CHADWICK: Thank you. Glad to be here.
CURWOOD: Hey, tell me about your fascination with Grizzly bears. In your book you explain that your interest in Grizzlies began way before you arrived in the Gobi. What sparked that fascination?
CHADWICK: Well, I was like most people, Steve. I knew of the stories. I knew the “There I Was” movies, the little pioneer girl getting chased by the big bear. I carried a big .44 Magnum on my hip and worried a lot when I first started hiking in bear country. And one day I watched three bears. It was a mother sliding down a snow bank in the summer. It was a hot afternoon. I had been doing the same thing. And then she went back up to the top of the snow-bank and put her two cubs on her lap and slid down on her back with them, and then they went up and did it again. And this went on for about 20 minutes and by the end of that I said, “I like these people. I want to know more about them. I don't think the stories and everything I've been told has given me any kind of reasonable picture of one of the master mammals out here with me.”
CURWOOD: [LAUGHS] Now, how did you learn that there was a population of Grizzly bears living in the Gobi Desert of Mongolia? I mean, this is, you know, a lot of rocks and expansive deserts, not a place that I think of Grizzlies.

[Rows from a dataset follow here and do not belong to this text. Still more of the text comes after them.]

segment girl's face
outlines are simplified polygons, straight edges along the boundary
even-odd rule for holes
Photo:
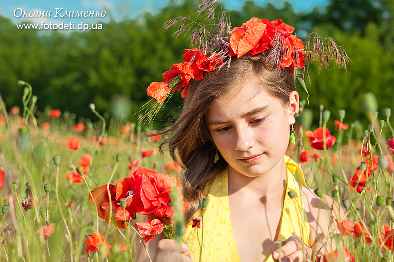
[[[206,115],[215,145],[228,164],[228,172],[257,177],[284,166],[289,125],[296,122],[298,94],[280,101],[249,82],[217,99]]]

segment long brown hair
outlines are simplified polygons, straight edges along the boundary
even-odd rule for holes
[[[270,95],[288,105],[292,91],[296,90],[293,76],[288,69],[273,68],[263,53],[232,58],[228,69],[204,72],[200,81],[192,80],[182,112],[168,129],[171,137],[159,147],[168,144],[171,157],[180,158],[185,170],[183,175],[184,194],[190,205],[185,214],[186,224],[198,211],[198,200],[207,183],[227,166],[222,157],[215,162],[216,148],[205,119],[208,109],[215,100],[234,88],[243,86],[252,80]],[[296,130],[298,128],[295,128]]]

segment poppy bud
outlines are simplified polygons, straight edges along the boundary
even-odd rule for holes
[[[292,199],[293,197],[294,197],[294,194],[293,194],[293,192],[292,192],[291,191],[289,191],[289,192],[288,192],[287,194],[289,195],[289,197],[290,198]]]
[[[200,207],[203,210],[206,208],[206,207],[208,206],[208,202],[209,201],[208,198],[204,197],[201,198],[199,200],[199,204],[200,205]]]
[[[350,201],[349,199],[342,199],[342,203],[343,204],[345,209],[349,209],[349,207],[350,206]]]
[[[37,103],[37,96],[32,96],[32,104],[35,104]]]
[[[322,115],[322,119],[323,122],[327,123],[329,120],[330,117],[331,117],[331,111],[328,109],[323,110],[323,114]]]
[[[385,127],[385,121],[383,120],[379,120],[379,125],[380,126],[381,128],[383,128]]]
[[[368,180],[367,182],[367,183],[365,183],[365,185],[364,186],[364,187],[366,188],[368,188],[372,185],[373,184],[373,180]]]
[[[332,181],[335,184],[337,184],[339,183],[339,176],[336,175],[336,174],[332,175]]]
[[[25,84],[26,84],[26,83],[24,81],[22,81],[22,80],[20,80],[19,81],[18,81],[18,83],[17,83],[17,84],[18,85],[18,86],[19,86],[20,87],[21,87],[23,86],[24,85],[25,85]]]
[[[383,169],[386,169],[388,166],[387,159],[384,156],[379,156],[378,158],[378,164]]]
[[[81,166],[79,166],[77,167],[77,172],[80,175],[83,174],[83,167],[82,167]]]
[[[40,216],[41,217],[44,219],[46,217],[46,209],[45,208],[41,208],[40,209]]]
[[[28,130],[25,127],[22,127],[19,128],[19,135],[21,137],[25,137],[28,134]]]
[[[26,197],[26,192],[24,191],[21,190],[21,191],[19,192],[19,197],[21,199],[24,199]]]
[[[346,114],[346,112],[345,111],[344,109],[340,109],[338,111],[338,117],[339,117],[339,120],[340,121],[343,121],[343,118],[345,118],[345,115]]]
[[[45,193],[49,193],[50,192],[51,184],[48,183],[44,184],[44,191],[45,191]]]
[[[121,198],[120,200],[120,206],[124,210],[126,208],[126,198]]]
[[[368,227],[372,227],[376,224],[376,222],[375,221],[375,220],[372,219],[370,221],[369,221],[369,223],[368,223]]]
[[[319,197],[321,197],[323,195],[323,193],[322,192],[322,189],[320,188],[316,188],[315,189],[315,193]]]
[[[389,108],[385,108],[383,109],[383,116],[386,117],[386,120],[389,120],[391,115],[391,110]]]
[[[364,131],[364,138],[366,138],[369,135],[369,132],[368,130],[365,130]]]
[[[360,171],[362,172],[364,172],[364,170],[365,170],[366,168],[366,163],[365,162],[361,162],[361,164],[360,164]]]
[[[55,155],[53,157],[53,162],[54,163],[58,166],[60,164],[60,156],[59,155]]]
[[[385,198],[383,196],[378,196],[376,198],[376,205],[378,207],[381,207],[385,203]]]
[[[332,197],[335,198],[338,196],[338,191],[336,190],[333,190],[332,192],[331,192],[331,194]]]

CHADWICK: Not a place I would have thought of Grizzlies. And I was thinking about bears while I was hiking in northwestern Mongolia in the mountains in a place that looked a lot like Montana with forests and glaciers up above on the border of Russia and Kazakhstan. And I was tracking Snow Leopards on a story for National Geographic. And my translator, who’s a woman working for the Snow Leopard Trust, told me while we weren't seeing any Brown bears, which are the same as Grizzly bears, and I had expected we might because we were hot on the trail of Snow Leopards. There were ibex watching us from the cliffs as it was just that kind of place, but the bears had been pretty much shot out. And she happened to mention, “Well, we also got these other Grizzly bears in Mongolia.” And I said, "Where?" And she said, "In the Gobi Desert.” And I said, "We've got a communication problem. I thought you just told me there were Grizzly bears living in the Gobi Desert.” And she said, "My father happens to be the director of the Great Gobi Strictly Protected Area, and he has studied them for 30 years.” And I said, “OK. Next question is, how many of these kinds of bears are there in Mongolia?” And she said, “About 30.” I said, “Now that's in Mongolia. How many are there?" and she said. “They're all in Mongolia and nowhere else. There are 30 Gobi Grizzly bears left in the world.”

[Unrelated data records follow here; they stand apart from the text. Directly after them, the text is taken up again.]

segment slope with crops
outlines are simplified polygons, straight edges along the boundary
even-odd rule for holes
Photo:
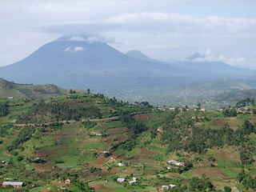
[[[2,98],[0,182],[25,186],[0,190],[254,191],[256,107],[247,100],[237,110],[182,112],[90,90]]]

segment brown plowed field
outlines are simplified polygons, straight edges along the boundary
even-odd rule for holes
[[[206,178],[210,178],[210,180],[217,179],[220,178],[226,178],[227,174],[224,174],[220,169],[217,167],[214,168],[198,168],[196,170],[196,173],[199,175],[202,174],[206,174]]]

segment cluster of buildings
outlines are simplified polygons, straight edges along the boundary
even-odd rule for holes
[[[176,185],[173,185],[173,184],[170,184],[169,186],[162,186],[162,190],[169,190],[171,189],[173,187],[176,186]]]
[[[170,160],[170,161],[168,161],[168,163],[173,164],[173,165],[175,165],[175,166],[184,166],[184,162],[176,162],[174,160]]]
[[[4,182],[2,186],[7,187],[8,186],[11,186],[13,187],[22,187],[24,186],[24,182]]]
[[[137,178],[133,178],[132,179],[130,179],[128,182],[130,185],[135,184],[137,183],[137,179],[138,179]],[[126,178],[118,178],[117,179],[118,182],[124,182],[125,181],[126,181]]]

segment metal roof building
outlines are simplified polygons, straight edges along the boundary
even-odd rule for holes
[[[22,187],[24,185],[24,182],[4,182],[2,184],[3,186],[12,186],[14,187]]]

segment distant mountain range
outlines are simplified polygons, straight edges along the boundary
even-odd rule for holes
[[[229,78],[249,85],[256,80],[256,70],[220,62],[196,62],[197,57],[202,55],[195,54],[185,61],[169,63],[151,59],[138,50],[125,54],[86,36],[66,36],[42,46],[20,62],[0,67],[0,78],[18,83],[90,88],[94,92],[126,100],[134,99],[134,93],[139,95],[138,99],[144,100],[148,98],[145,95],[180,92],[183,89],[181,87],[195,90],[202,87],[198,81],[209,84],[209,81]],[[235,86],[225,87],[222,82],[214,83],[219,91],[235,89]],[[242,89],[250,88],[245,85]],[[210,89],[210,86],[209,91]]]
[[[49,99],[53,96],[68,94],[69,91],[51,84],[18,84],[0,78],[0,98]]]

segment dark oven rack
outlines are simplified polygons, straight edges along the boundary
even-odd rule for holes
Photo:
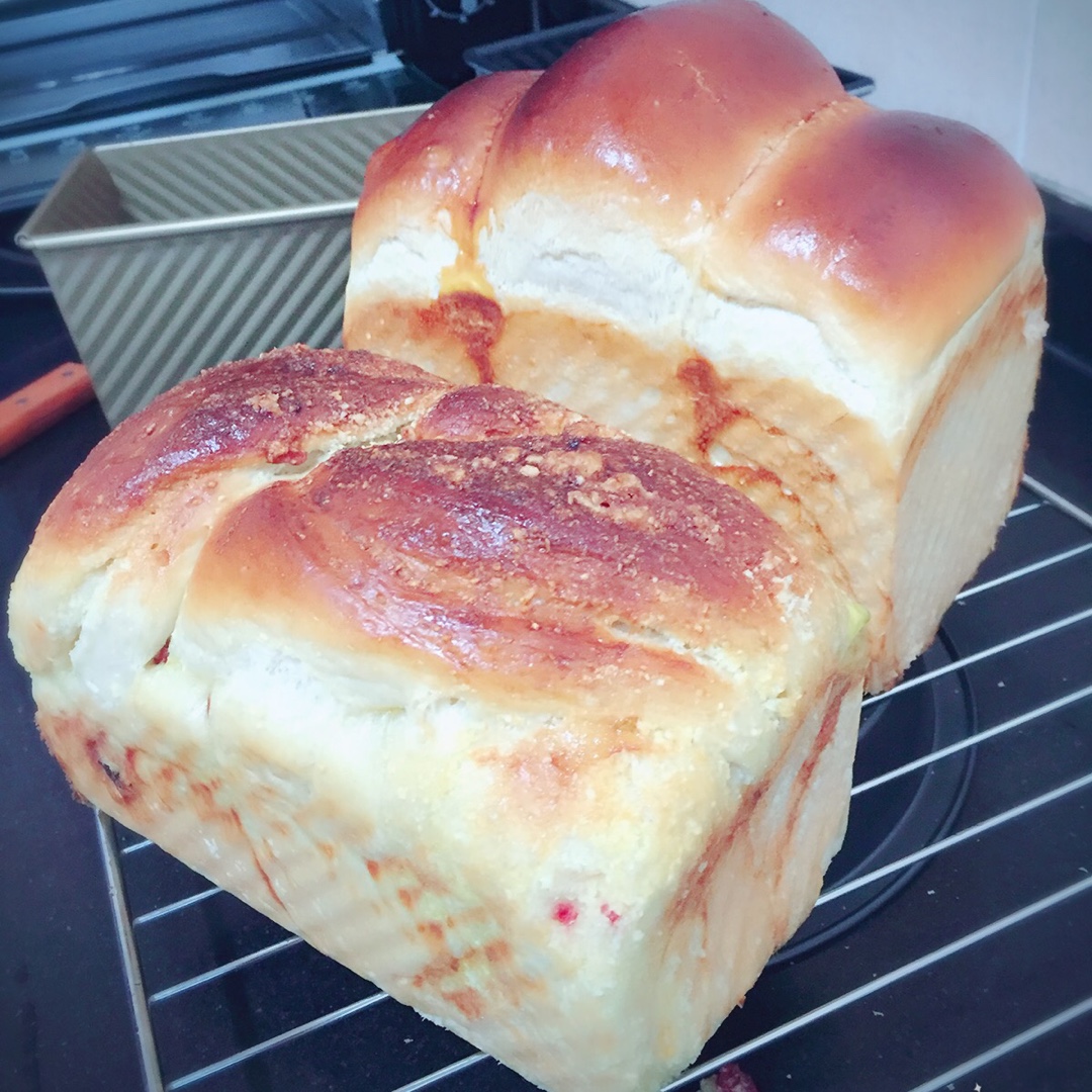
[[[909,785],[906,818],[858,823],[871,841],[816,912],[835,925],[775,960],[669,1089],[728,1061],[761,1092],[1084,1087],[1090,562],[1092,515],[1025,477],[942,640],[866,702],[853,814]],[[936,722],[919,753],[891,746],[900,711]],[[102,816],[99,835],[147,1092],[530,1088]]]

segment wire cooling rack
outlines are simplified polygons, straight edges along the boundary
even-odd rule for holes
[[[948,653],[868,699],[865,721],[923,702],[941,728],[956,709],[973,720],[922,753],[889,748],[885,768],[858,762],[851,809],[905,784],[924,800],[947,776],[943,815],[922,844],[899,816],[873,832],[882,863],[835,879],[816,913],[890,897],[768,969],[673,1092],[729,1061],[763,1092],[1084,1088],[1092,515],[1025,477],[943,633]],[[98,829],[147,1092],[530,1088],[150,842]]]

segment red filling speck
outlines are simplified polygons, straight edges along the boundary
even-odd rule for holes
[[[579,916],[580,912],[577,910],[575,903],[562,901],[554,907],[554,921],[560,922],[562,925],[572,925]]]

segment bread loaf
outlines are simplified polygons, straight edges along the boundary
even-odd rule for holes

CURWOOD: So, then you had to go! So, describe to me the first time you actually got to sight a Gobi Grizzly in the wild, and how did you react?
CHADWICK: Well, it's small and lean compared to our North American Grizzly bears. It has wildly mussed up – I call it bed hair – sticking out all over the place and is very much a Grizzly. We would catch them in a box trap in order to place satellite radio collars on them. And yet even a tranquilized Gobi Grizzly, it was clear to me the power of the bear is the same as the ones we live with here, and certainly, as it came out of the drug, it started smashing up the trap and then proceeded to chase off a large van full of Mongolians and a couple of Americans that was five times its size. I said, “Yes, that's a Grizzly.”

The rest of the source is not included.